By John Halford
Ruby Jones seems in no hurry to tell me why she was on the front cover of Newsweek (July 10, 2006). This quiet, dignified lady was listed, along with some of America's rich and famous, as a person "who used fame, fortune, heart and soul to help others." Ruby doesn't have fame or fortune. But she does have heart and soul—and faith. And she used them mightily when Hurricane Katrina slammed into Louisiana last year.
Sixty-seven-year-old Ruby worked as a nurse at the Linda Boggs Medical Center in New Orleans. As the hurricane bore down upon the city, her family begged her to evacuate. But Ruby went to work as usual. It wasn't stubbornness or denial. She was responsible for several elderly patients living out their last days in the hospice unit, and she decided she could not leave them to die alone and uncared for.
For two days, as winds battered the medical center, Ruby stayed with her frail patients, encouraging and reassuring them. The flood waters rose higher, and the power and water supply failed. Doors and windows were ripped off. However, Ruby kept on working, feeding, bathing and serving her patients, promising them she would not forsake them. During those frantic hours three died, but they were cared for until their last breath.
"Ruby had kept her promise to stay with her patients until the very end. But the ordeal was not over."

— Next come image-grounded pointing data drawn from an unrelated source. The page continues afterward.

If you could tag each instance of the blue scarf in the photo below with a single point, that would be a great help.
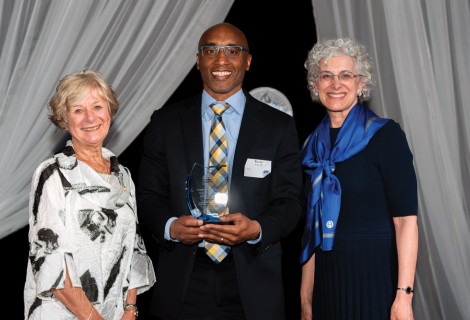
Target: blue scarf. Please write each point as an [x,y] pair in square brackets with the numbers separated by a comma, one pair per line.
[324,198]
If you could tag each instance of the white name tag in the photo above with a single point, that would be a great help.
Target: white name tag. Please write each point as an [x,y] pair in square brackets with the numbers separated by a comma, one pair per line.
[257,168]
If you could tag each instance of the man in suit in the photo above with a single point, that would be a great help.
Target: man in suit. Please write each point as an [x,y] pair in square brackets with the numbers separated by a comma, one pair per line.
[265,187]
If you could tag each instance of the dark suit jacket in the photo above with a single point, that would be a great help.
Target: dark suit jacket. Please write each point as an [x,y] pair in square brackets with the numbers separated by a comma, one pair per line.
[172,144]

Help arrived on the third day, and five of the remaining patients were able to be evacuated. However, one remained in a coma. Ruby knew the patient did not have many hours left. Under the emergency triage conditions, this patient would not be evacuated, so Ruby stayed with her for one more night.
"How could I leave her?" Ruby explained. "Supposing she woke up from the coma—people do sometimes—and found herself all alone. How could I ever live with myself? I stayed, but I asked God to take her." The lady did finally breathe her last, only a few minutes before the boats came again. So after four days, hungry, thirsty and exhausted, Ruby was able to leave the hospice. She had kept her promise to stay with her patients until the very end. But the ordeal was not over.
Ruby was taken to New Orleans Airport, where she joined the throng of dazed, confused people. Amid the chaos and confusion, and still in her nurse's uniform, she picked up where she left off. Somehow, she found her patients and also two of her elderly relatives. Scrounging what little food, water and medical supplies were available, she began to care for them. As the official relief became overwhelmed, she took on more and more of the elderly and infirm, who saw her uniform and called out for help. She bathed them, changed diapers and looked after them for several more days.
"My faith sustained me," says Ruby. "I remembered scriptures like 'all that I needed your hand has provided,' and they kept me going. I prayed for peace and confidence. I was tired and thirsty, but I was able to keep going even though I didn't sleep for several days. I felt God was working through me. I wasn't in charge."
|New Orleans Airport during the Katrina emergency.|
Finally, she could do no more and was evacuated to a Red Cross shelter in Georgia. Her home was under water, and she had just the clothes she was wearing. Again, all was provided. "Total strangers loaned me a house and a car. Others gave me money to buy clothes. All my needs were taken care of," she says. "God never let me down. Not once. He provided for all my needs. Don't you think that is wonderful?"
That is the story that Ruby wants told. She insists that the real story is not about her personal dedication and heroism. The real story is a testimony of God's faithfulness and compassion, and of how he worked through a humble servant to bring some of his love to those who had lost everything.